2. Faktor-Faktor Penyebab Gejala Sosial 

Adanya berbagai gejala sosial di masyarakat, dapat dipengaruhi oleh beberapa faktor, diantaranya adalah sebagai berikut: 

a. Faktor kultural, merupakan nilai-nilai yang tumbuh dan berkembang di lingkungan masyarakat/komunitas. Ada beberapa contoh gejala sosial berdasarkan faktor kultural, antara lain kemiskinan, kerja bakti, prilaku menyimpang, dan sebagainya. 
b. Faktor struktural, merupakan suatu keadaan yang mempengaruhi struktur, struktur yang dimaksud adalah sesuatu yang disusun oleh pola tertentu. Faktor struktural  dapat dilihat dari pola-pola hubungan antar individu dan kelompok yang terjalin dilingkungan masyarakat. Contoh gejala sosial yang dipengaruhi oleh faktor struktural seperti penyuluhan sosial, interaksi dengan orang lain, dan sebagainya. 

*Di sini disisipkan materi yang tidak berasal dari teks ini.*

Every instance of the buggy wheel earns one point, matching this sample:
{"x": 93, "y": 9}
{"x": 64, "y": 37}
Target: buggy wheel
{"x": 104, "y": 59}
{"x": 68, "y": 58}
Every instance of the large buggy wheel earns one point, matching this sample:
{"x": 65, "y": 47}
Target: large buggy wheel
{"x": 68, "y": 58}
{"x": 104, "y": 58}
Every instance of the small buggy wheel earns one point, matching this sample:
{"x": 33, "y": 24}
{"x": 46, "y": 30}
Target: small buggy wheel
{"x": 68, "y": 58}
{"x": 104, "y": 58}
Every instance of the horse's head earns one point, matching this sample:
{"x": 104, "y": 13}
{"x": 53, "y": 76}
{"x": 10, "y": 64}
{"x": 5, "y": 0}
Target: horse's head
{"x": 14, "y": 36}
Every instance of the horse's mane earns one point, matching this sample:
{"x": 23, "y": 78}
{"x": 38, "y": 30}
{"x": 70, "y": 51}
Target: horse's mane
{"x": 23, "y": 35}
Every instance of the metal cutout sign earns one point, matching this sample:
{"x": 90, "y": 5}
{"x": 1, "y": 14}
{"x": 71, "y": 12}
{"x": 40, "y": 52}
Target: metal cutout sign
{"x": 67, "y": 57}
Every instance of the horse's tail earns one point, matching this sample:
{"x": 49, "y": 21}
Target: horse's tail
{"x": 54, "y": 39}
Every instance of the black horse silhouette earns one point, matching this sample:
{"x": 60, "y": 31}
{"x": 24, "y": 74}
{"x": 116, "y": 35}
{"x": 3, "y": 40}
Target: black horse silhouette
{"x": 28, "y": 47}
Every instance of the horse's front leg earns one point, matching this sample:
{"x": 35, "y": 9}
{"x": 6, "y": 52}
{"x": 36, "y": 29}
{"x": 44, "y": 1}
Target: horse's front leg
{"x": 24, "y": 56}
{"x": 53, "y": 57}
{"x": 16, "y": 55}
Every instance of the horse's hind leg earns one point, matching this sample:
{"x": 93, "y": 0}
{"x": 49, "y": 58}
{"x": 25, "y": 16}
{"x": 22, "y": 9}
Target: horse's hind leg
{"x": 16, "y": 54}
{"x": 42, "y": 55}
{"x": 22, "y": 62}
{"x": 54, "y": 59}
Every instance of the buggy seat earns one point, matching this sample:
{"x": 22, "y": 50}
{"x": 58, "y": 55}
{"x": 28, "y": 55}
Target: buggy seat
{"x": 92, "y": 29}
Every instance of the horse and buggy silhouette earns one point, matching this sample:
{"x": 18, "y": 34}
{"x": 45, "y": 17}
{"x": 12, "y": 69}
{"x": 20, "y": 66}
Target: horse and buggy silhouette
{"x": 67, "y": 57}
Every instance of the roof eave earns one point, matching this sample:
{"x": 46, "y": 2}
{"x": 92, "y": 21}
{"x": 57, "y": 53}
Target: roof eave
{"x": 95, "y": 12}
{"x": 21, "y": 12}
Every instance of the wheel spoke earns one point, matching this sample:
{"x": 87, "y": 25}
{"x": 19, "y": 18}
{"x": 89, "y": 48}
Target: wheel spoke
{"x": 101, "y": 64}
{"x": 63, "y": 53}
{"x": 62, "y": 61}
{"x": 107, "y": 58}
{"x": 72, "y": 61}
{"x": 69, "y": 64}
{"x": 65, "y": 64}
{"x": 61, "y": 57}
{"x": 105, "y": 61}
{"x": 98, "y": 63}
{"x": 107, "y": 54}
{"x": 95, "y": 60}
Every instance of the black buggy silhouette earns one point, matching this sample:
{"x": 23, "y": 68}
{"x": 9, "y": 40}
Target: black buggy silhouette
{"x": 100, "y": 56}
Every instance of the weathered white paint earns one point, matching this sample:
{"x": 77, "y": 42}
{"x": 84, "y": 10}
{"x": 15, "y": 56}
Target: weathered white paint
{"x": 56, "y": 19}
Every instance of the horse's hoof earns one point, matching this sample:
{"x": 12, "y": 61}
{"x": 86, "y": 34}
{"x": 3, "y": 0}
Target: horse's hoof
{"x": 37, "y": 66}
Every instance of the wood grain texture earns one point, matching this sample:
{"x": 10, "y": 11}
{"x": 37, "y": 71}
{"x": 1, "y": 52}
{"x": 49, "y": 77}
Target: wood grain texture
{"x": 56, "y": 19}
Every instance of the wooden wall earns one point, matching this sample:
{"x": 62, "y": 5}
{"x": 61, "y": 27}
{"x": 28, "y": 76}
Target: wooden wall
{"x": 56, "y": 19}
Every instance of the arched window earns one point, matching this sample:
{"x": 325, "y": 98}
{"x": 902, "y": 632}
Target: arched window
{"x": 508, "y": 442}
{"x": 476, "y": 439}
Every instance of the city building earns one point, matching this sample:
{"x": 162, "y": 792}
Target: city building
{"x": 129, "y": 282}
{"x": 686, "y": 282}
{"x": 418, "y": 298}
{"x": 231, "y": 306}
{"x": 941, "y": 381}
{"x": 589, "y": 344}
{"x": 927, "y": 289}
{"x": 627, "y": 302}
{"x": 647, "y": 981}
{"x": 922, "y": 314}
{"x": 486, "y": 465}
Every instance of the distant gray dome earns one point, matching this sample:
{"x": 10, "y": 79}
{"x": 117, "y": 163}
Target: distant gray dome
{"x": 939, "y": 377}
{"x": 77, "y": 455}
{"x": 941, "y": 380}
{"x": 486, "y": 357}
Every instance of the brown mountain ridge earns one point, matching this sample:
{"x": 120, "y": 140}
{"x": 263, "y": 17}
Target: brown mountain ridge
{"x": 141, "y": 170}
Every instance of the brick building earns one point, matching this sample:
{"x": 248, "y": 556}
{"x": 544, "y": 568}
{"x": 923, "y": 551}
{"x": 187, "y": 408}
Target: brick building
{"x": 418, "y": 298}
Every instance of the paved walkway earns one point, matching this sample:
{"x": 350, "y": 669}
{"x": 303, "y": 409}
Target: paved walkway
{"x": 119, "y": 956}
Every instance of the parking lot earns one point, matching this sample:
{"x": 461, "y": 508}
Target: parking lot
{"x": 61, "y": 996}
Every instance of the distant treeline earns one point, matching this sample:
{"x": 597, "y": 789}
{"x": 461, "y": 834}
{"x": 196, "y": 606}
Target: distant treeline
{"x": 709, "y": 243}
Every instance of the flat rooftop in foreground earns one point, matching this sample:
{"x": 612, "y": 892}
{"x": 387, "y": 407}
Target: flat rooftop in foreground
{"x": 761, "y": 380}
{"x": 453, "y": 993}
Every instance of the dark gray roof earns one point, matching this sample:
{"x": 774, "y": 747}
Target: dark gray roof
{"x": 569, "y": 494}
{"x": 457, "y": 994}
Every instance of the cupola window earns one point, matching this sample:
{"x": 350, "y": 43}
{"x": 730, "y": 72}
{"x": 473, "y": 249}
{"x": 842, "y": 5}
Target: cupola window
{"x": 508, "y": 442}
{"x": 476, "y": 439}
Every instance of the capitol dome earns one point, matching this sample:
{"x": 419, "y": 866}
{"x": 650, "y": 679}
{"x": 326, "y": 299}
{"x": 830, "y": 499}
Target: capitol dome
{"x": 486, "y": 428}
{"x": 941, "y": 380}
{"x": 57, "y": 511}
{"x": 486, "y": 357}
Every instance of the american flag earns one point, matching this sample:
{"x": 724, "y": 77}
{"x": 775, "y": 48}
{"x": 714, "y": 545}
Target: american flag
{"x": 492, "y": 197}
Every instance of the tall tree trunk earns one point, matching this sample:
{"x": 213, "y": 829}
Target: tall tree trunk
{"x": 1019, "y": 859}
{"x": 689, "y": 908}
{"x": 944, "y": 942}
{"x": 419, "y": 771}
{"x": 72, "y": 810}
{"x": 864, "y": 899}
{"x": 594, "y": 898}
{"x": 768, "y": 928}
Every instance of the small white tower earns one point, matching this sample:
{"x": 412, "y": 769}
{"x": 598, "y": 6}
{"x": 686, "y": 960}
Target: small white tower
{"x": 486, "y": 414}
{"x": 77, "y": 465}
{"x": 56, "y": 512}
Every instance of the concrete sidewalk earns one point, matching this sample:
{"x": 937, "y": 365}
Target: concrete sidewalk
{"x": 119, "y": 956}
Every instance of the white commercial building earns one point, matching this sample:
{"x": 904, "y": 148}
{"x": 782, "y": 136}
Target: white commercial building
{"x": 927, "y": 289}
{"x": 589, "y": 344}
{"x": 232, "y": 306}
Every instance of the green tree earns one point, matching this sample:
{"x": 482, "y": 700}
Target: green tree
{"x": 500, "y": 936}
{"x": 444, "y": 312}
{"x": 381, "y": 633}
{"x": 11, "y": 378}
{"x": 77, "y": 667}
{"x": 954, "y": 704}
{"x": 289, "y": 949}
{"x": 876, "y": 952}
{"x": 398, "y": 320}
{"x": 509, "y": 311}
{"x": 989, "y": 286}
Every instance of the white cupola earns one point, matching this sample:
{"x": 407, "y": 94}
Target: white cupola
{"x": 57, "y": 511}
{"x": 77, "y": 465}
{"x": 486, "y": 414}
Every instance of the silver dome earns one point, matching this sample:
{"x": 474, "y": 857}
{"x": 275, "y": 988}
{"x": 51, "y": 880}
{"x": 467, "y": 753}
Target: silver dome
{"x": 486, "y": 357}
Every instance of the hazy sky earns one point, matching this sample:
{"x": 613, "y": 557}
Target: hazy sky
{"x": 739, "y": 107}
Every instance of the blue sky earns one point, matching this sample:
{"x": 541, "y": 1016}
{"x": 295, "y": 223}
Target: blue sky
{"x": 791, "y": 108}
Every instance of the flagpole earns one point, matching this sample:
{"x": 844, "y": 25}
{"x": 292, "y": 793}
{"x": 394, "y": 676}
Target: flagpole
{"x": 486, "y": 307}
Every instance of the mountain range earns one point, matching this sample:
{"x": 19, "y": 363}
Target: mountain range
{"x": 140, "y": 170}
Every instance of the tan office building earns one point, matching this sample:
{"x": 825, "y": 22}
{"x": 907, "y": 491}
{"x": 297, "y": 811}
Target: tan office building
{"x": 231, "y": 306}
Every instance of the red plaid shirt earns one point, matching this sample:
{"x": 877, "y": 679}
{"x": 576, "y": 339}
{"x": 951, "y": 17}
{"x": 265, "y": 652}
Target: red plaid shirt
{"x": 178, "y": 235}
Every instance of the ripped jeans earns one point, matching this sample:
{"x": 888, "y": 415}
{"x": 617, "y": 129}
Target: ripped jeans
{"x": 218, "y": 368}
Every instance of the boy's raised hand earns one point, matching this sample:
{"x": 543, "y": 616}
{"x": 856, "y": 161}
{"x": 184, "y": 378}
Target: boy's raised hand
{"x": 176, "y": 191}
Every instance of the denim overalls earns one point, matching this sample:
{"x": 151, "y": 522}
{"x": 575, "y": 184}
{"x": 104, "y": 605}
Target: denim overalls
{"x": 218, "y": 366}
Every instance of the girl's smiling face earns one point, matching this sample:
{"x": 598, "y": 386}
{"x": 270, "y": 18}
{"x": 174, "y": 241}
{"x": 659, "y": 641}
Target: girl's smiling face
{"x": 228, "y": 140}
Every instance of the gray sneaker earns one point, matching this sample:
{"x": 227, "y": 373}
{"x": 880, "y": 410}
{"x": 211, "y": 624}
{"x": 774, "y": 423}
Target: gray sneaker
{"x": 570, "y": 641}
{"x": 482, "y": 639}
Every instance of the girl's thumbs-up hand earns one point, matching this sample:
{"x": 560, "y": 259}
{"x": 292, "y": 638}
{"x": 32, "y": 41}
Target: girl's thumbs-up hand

3. Macam-Macam Gejala Sosial 

a. Ekonomi 
Ekonomi merupakan ilmu pengetahuan yang berhubungan dengan pendapatan. Tingkat pendapatan yang dimiliki individu dapat menimbulkan gejala sosial di masyarakat. 

b. Budaya  
Indonesia memiliki budaya yang beraneka ragam sehingga kita harus saling menghormati budaya lain. Adanya perbedaan jangan dijadikan sebagai alat pemecah persatuan, melainkan kita harus bersyukur karena keanekaragaman tersebut dapat menambah kekhasan budaya indonesia. Keanekaragaman budaya tidak hanya ada di Indonesia, tetapi setiap negara juga memiliki budaya dengan karakteristik yang berbeda-beda. Kita juga harus menghormati budaya asing. Keanekaragaman budaya di sekitar kita juga dapat menimbulkan gejala sosial, misalnya tindakan peniruan budaya asing yang negatif, kenakalan remaja, dan sebagainya.
 
c. Lingkungan alam  
Karakteristik gejala sosial dalam bidang lingkungan alam menyangkut aspek kondisi kesehatan. Seseorang yang terkena penyakit dapat menimbulkan gejala sosial di lingkungannya sekitarnya. Contoh gejala yang ditimbulkan seperti munculnya, penyakit menular, pencemaran lingkungan, dan sebagainya.

d. Psikologis 
Perilaku seseorang/individu dalam kehidupan sehari-hari dipengaruhi oleh aspek psikologisnya. Bila seseorang mengalami gangguan kejiwaan dapat menimbulkan gejala sosial di masyarakat, misalnya disorganisasi jiwa, aliran ajaran sesat dsb, dan sebagainya. 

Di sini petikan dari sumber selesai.